Ted Ligety: „Ich war vor dem Lauf sehr nervös. Nach dem 1. Lauf war ich nicht der Leader, wie so oft in dieser Saison, sondern ich musste angreifen. Manchmal braucht es ein bisschen Druck. Wenn man Halbzeit-Leader ist, muss man im Ziel nicht so lange warten und zittern. Ich habe gewusst, ich bin sehr schnell. Das musste ich hier in diesem wichtigen Rennen beweisen – das habe ich geschafft.“ 

Richard Cyprien: „Bei den letzten beiden Großereignissen, habe ich immer versucht, alles zu geben – das ist nicht aufgegangen. Heute wollte ich unbedingt aufs Podest. Ich habe auch nach dem 1. Durchgang noch mit der Medaille spekuliert – ich mag es, wenn ich angreifen kann.“ 

Philipp Schörghofer: Ich war brutal nervös, hab kaum was essen können. Ich bin froh, dass das vorbei ist. Ich wollt natürlich den Einser aufleuchten sehen im Ziel. Ich hab dann schon befürchtet, ich werd Vierter. Aber es ist sich noch ausgegangen – ich bin so glücklich. Die letzten zwei Wochen waren unglaublich. Ich möchte mich bei allen bedanken, die mir auf diesem langen Weg geholfen haben. Es war so brutal schwer heute im 2. Durchgang, Ted ist ein verdienter Weltmeister. 

Der zur Halbzeitführende Aksel Lund Svindal (+ 0.49) musste sich mit dem undankbaren 4. Platz zufrieden eben. Auch sein Landsmann Kjetil Jansrud (+ 0.73) konnte sich nur schwer mit seinem 5. Rang anfreunden. 

Hinter dem Franzosen Thomas Fanara (+ 0.76) reihten sich die beiden Schweizer Carlo Janka (+ und Didier Cuche auf den Rängen 7 und 8 ein. 

Die Top 10 komplettierten der Franzose Gauthier de Tessieres (+ 0.94) und der Finne Marcus Sandell (+ 1.10). 

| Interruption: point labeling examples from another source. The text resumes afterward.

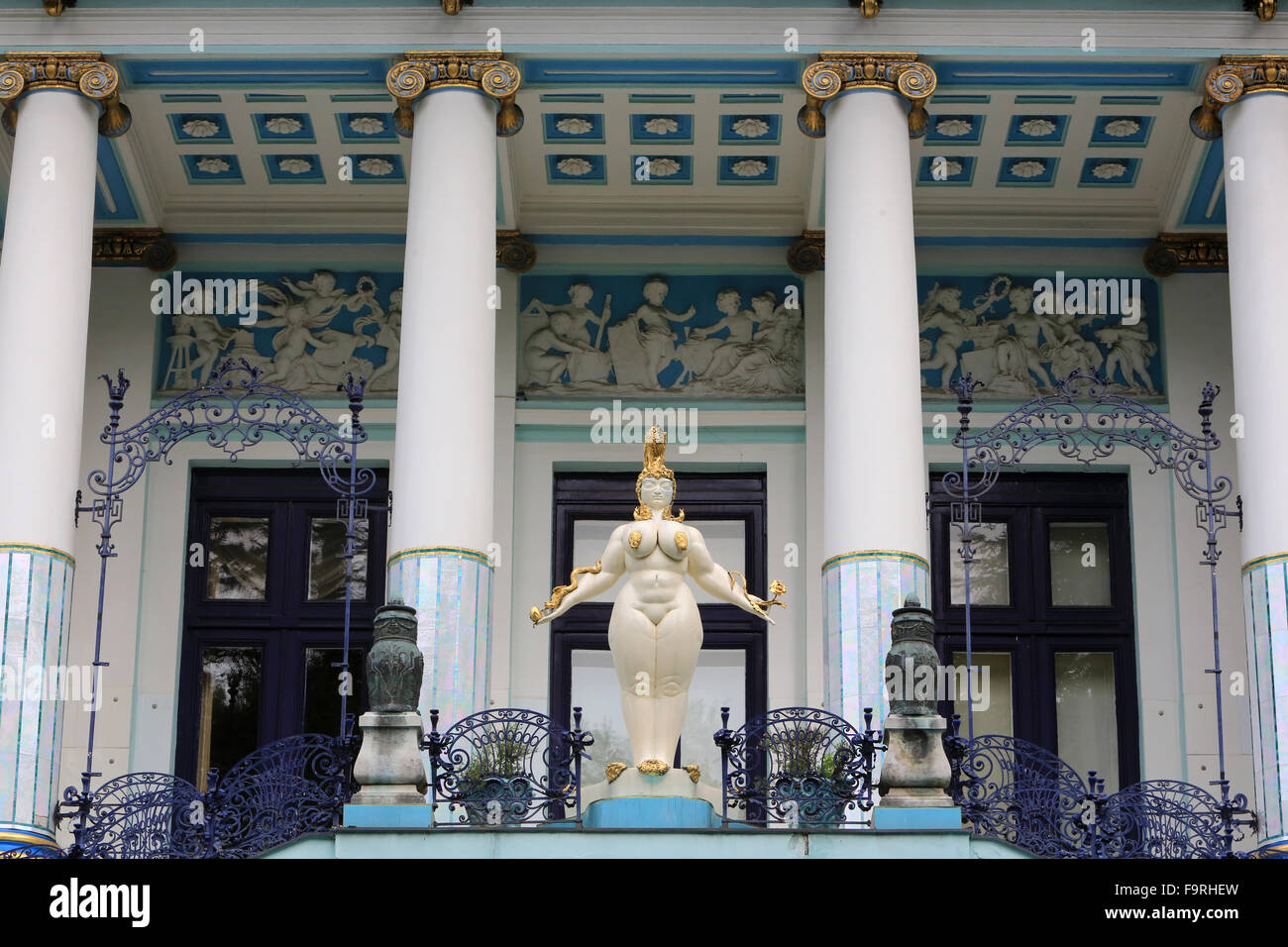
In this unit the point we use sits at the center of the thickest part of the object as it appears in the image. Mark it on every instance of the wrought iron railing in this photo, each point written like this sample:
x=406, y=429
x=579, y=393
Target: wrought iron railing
x=799, y=767
x=1019, y=792
x=505, y=767
x=288, y=789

Den 2. Lauf hatte der Trainer der ÖSV-Kombi-Truppe Andi Puelacher, der Gruppentrainer von Philipp Schörghofer gesetzt. Im Flachstück im Mittelteil war der Torabstand enger als im 1. Durchgang. Auch „Im Freien Fall“ hat der ÖSV-Trainer die Tore anders gesetzt. Entscheidend war aber wieder die Ausfahrt aus dem Steilhang wo man viel Tempo ins Flache mitnehmen mußte. 

Als bester Deutscher Rennläufer klassierte sich Fritz Dopfer auf dem 15. Platz. Der Überraschungsmann aus dem DSV Team, Stefan Luitz zeigte auch im 2. Durchgang eine angaschierte aber leider im „Freien Fall“ nicht fehlerfreie Fahrt und landete am Ende auf Rang 29. Felix Neureuther wurde nach seinem Fehler im 1. Durchgang 34.